In her thirty-four years, Catherine had rarely flown by herself, and she’d never had a window seat. She pressed her forehead and fingertips, like a child, against the airplane window’s thick pane, gazing at the coastline of white sands and waters of impossible emerald. When she stepped out the door of the six-seater, completing the hour-long hop from Panama City, a hot, wet wall hit her face. She wanted to laugh. As she crossed the tarmac to the airport building, a man in line behind her said, “Hace un calor de los diablos.” Hot as hell. Catherine was pleased: she could understand him. These were her initial impressions of Santa María: the joy of the flight; the surprise of the climate; the tiny triumph of comprehending a little bit of Spanish.

     Her thoughts took a darker turn as she joined the queue to pass through customs. A poster on the wall showed a photo of a little girl leaning on a single crutch, the stump of one leg wrapped in a cast. The slogan beneath read, “Niña herida por una mina del FUSaLi… ¿y SUS derechos humanos?”

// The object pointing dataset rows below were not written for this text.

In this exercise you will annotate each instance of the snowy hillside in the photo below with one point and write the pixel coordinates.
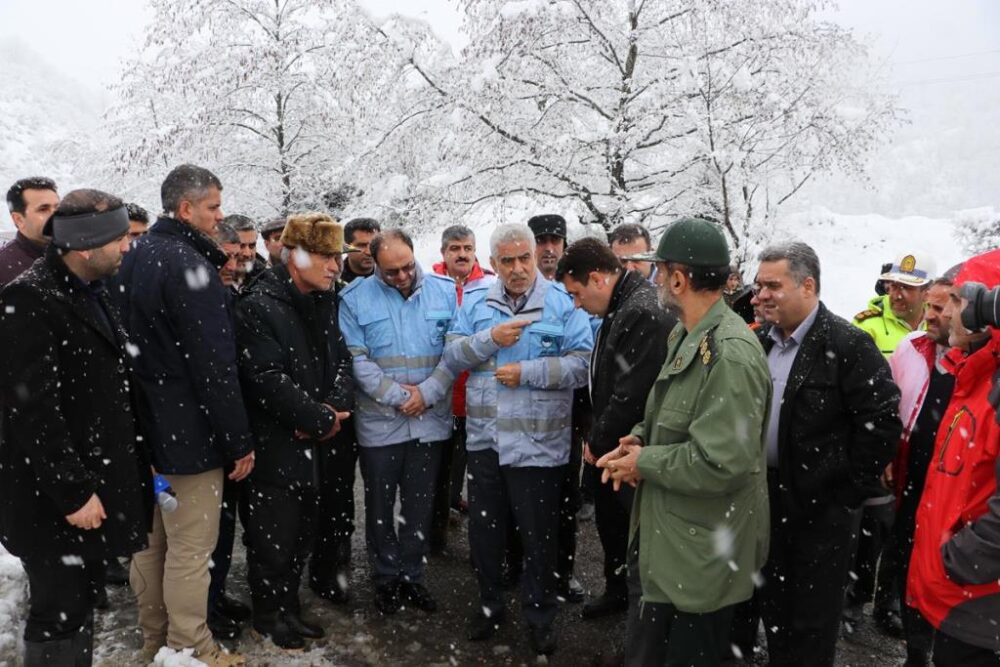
(42, 112)
(851, 249)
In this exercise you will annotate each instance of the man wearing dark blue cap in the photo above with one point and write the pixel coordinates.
(74, 480)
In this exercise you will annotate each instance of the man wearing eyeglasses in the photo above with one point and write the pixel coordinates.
(832, 429)
(395, 323)
(954, 576)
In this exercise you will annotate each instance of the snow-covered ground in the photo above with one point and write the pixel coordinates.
(851, 250)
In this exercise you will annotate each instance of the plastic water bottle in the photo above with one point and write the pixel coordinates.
(164, 494)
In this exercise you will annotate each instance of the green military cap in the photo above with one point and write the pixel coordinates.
(690, 241)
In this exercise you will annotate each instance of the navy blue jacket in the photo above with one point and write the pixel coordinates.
(178, 317)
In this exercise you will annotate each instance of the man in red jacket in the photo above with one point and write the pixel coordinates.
(458, 252)
(954, 578)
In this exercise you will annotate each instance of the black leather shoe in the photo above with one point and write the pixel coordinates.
(543, 640)
(482, 627)
(222, 627)
(510, 577)
(606, 605)
(387, 598)
(889, 622)
(232, 608)
(570, 590)
(115, 574)
(101, 599)
(302, 626)
(418, 596)
(273, 627)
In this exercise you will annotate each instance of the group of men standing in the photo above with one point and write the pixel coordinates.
(734, 464)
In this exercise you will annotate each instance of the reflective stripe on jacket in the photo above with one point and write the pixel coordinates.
(528, 425)
(396, 341)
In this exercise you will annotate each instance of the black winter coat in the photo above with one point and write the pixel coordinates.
(839, 417)
(629, 351)
(68, 421)
(292, 360)
(178, 316)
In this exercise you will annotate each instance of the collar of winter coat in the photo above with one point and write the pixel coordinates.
(477, 271)
(60, 283)
(205, 246)
(973, 369)
(418, 280)
(686, 347)
(30, 248)
(628, 283)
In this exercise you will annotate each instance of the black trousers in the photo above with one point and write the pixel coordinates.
(531, 495)
(448, 488)
(569, 505)
(411, 469)
(280, 528)
(589, 481)
(951, 652)
(612, 510)
(876, 525)
(331, 553)
(805, 579)
(61, 594)
(661, 634)
(222, 557)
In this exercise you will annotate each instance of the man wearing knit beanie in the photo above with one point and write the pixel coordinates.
(954, 577)
(74, 479)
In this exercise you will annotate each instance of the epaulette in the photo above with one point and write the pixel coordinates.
(438, 276)
(867, 314)
(559, 287)
(351, 286)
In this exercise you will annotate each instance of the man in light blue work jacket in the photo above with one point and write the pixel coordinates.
(527, 348)
(395, 323)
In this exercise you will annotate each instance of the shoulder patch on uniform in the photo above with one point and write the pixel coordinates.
(867, 314)
(707, 350)
(353, 285)
(438, 276)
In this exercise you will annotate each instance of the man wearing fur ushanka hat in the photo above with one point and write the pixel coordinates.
(295, 370)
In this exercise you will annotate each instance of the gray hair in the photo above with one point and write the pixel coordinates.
(226, 233)
(240, 223)
(455, 233)
(511, 232)
(803, 262)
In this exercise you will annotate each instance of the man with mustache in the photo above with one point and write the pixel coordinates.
(458, 253)
(527, 349)
(888, 320)
(359, 233)
(295, 371)
(395, 324)
(550, 244)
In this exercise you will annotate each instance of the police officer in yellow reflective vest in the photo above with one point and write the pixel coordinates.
(888, 320)
(700, 516)
(900, 311)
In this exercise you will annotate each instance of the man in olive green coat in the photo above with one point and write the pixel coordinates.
(700, 519)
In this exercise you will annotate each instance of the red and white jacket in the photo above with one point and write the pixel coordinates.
(954, 577)
(911, 365)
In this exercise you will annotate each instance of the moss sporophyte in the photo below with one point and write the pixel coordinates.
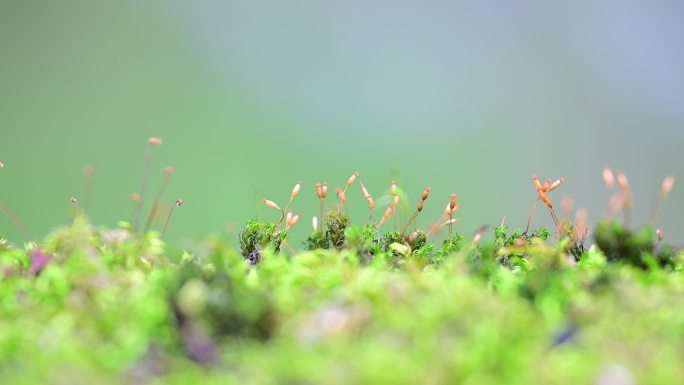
(372, 299)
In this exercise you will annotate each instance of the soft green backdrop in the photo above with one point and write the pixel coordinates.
(250, 97)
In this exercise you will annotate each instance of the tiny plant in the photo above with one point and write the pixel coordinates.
(179, 202)
(151, 143)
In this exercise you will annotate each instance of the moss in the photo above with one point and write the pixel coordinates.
(257, 236)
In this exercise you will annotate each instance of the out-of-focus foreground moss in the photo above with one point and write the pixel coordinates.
(105, 306)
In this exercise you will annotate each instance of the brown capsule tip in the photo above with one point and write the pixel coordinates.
(426, 192)
(450, 222)
(364, 191)
(667, 185)
(537, 184)
(296, 189)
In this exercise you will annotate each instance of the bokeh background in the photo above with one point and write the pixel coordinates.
(249, 97)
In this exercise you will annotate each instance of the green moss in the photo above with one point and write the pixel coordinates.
(257, 236)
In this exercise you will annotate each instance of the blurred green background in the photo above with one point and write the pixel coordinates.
(249, 97)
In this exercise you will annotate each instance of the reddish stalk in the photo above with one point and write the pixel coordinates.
(151, 142)
(155, 206)
(88, 175)
(425, 195)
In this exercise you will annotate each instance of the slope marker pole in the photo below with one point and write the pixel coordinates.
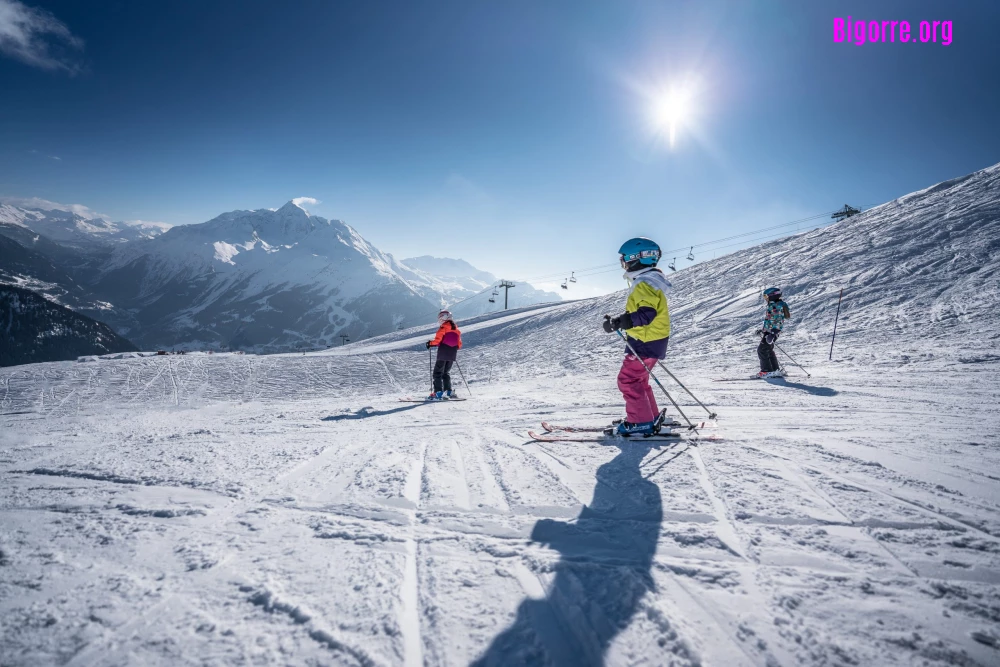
(835, 319)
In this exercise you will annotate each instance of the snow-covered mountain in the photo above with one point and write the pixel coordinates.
(34, 330)
(265, 279)
(76, 227)
(268, 280)
(460, 284)
(290, 508)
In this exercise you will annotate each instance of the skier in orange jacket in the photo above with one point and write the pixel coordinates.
(448, 341)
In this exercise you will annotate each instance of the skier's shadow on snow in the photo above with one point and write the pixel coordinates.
(808, 388)
(602, 574)
(365, 413)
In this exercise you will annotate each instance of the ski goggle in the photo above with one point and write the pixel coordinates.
(625, 260)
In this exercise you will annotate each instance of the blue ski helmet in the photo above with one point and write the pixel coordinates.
(638, 252)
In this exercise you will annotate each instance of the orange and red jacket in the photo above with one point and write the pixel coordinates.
(448, 334)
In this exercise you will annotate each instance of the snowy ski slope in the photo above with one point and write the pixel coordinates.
(227, 509)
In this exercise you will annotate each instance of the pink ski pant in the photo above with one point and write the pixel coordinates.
(633, 381)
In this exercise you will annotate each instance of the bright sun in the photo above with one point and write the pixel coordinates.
(670, 110)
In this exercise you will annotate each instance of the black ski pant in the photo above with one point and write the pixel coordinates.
(768, 359)
(442, 375)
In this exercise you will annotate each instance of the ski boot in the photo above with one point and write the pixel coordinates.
(627, 429)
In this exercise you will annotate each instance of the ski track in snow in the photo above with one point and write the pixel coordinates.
(221, 509)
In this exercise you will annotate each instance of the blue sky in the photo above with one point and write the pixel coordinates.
(516, 135)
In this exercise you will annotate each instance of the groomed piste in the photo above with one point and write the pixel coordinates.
(289, 509)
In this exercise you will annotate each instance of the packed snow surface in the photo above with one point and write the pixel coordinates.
(229, 509)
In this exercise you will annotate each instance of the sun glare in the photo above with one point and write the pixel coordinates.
(671, 109)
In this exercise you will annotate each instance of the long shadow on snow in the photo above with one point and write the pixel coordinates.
(365, 413)
(808, 388)
(602, 574)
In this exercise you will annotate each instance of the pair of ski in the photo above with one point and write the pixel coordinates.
(556, 433)
(751, 377)
(407, 399)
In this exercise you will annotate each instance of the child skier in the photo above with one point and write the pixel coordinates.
(647, 323)
(775, 313)
(448, 341)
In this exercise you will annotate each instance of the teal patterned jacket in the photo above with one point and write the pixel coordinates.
(774, 316)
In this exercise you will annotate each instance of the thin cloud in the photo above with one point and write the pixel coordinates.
(46, 205)
(37, 38)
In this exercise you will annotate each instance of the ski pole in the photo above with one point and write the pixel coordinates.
(792, 360)
(463, 377)
(655, 379)
(711, 415)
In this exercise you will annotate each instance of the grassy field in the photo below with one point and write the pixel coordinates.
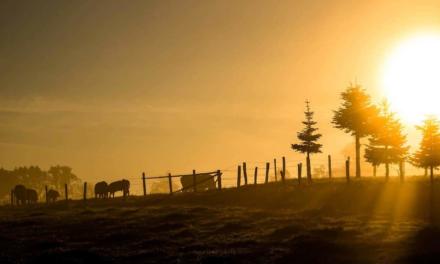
(366, 221)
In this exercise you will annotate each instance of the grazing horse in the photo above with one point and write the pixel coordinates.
(31, 196)
(203, 182)
(116, 186)
(20, 194)
(52, 195)
(101, 190)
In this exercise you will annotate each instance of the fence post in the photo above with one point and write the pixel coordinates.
(238, 176)
(144, 186)
(245, 173)
(266, 180)
(329, 166)
(85, 191)
(170, 183)
(309, 170)
(347, 169)
(283, 175)
(194, 181)
(255, 175)
(402, 170)
(219, 180)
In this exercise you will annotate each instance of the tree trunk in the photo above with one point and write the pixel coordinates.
(358, 156)
(387, 171)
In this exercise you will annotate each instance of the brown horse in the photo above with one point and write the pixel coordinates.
(123, 185)
(31, 196)
(52, 196)
(101, 190)
(20, 194)
(203, 182)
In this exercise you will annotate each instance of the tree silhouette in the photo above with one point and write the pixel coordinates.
(355, 116)
(387, 142)
(308, 138)
(428, 155)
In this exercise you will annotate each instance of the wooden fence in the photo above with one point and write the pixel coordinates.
(206, 180)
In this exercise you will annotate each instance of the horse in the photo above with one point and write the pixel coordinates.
(101, 190)
(203, 182)
(123, 185)
(20, 194)
(52, 195)
(31, 196)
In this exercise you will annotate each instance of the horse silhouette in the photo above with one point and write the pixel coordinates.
(31, 196)
(20, 194)
(123, 185)
(101, 190)
(203, 182)
(52, 195)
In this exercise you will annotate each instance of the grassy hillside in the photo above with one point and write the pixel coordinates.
(366, 221)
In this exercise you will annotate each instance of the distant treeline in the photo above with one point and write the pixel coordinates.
(36, 178)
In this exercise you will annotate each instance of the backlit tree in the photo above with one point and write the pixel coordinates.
(354, 116)
(428, 155)
(387, 144)
(308, 139)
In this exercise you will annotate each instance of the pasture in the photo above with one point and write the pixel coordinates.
(364, 221)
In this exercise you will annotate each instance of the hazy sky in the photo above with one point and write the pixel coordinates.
(114, 88)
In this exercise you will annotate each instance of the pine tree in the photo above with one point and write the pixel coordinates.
(308, 139)
(387, 143)
(354, 117)
(428, 155)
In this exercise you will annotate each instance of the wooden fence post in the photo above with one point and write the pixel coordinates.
(402, 170)
(194, 181)
(255, 175)
(219, 180)
(284, 170)
(309, 170)
(238, 176)
(170, 183)
(347, 169)
(329, 166)
(144, 184)
(85, 191)
(266, 180)
(245, 173)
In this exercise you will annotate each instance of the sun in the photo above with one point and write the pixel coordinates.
(411, 78)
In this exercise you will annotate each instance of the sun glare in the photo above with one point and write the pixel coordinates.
(411, 78)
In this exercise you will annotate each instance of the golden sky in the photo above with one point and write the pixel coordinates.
(114, 88)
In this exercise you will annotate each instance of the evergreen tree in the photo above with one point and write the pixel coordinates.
(355, 116)
(308, 139)
(428, 155)
(387, 143)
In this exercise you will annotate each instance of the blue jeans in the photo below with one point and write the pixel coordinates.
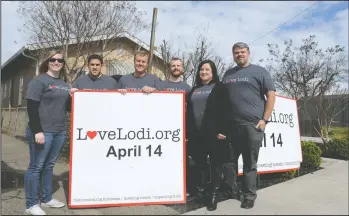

     Catherine turned away, but the words, and the image, stayed in her mind. Niña she understood, and, with a shudder, mina. About the rest she was uncertain. But she glanced at the poster again and worked it out. FUSaLi was the armed opposition, the Frente Unida Santamariana de Liberación. Santa Marían forces had been accused by the UN and other international organizations of human rights abuses. This poster in the airport was the government’s counterattack: “Child wounded by a FUSaLi landmine. And HER human rights?”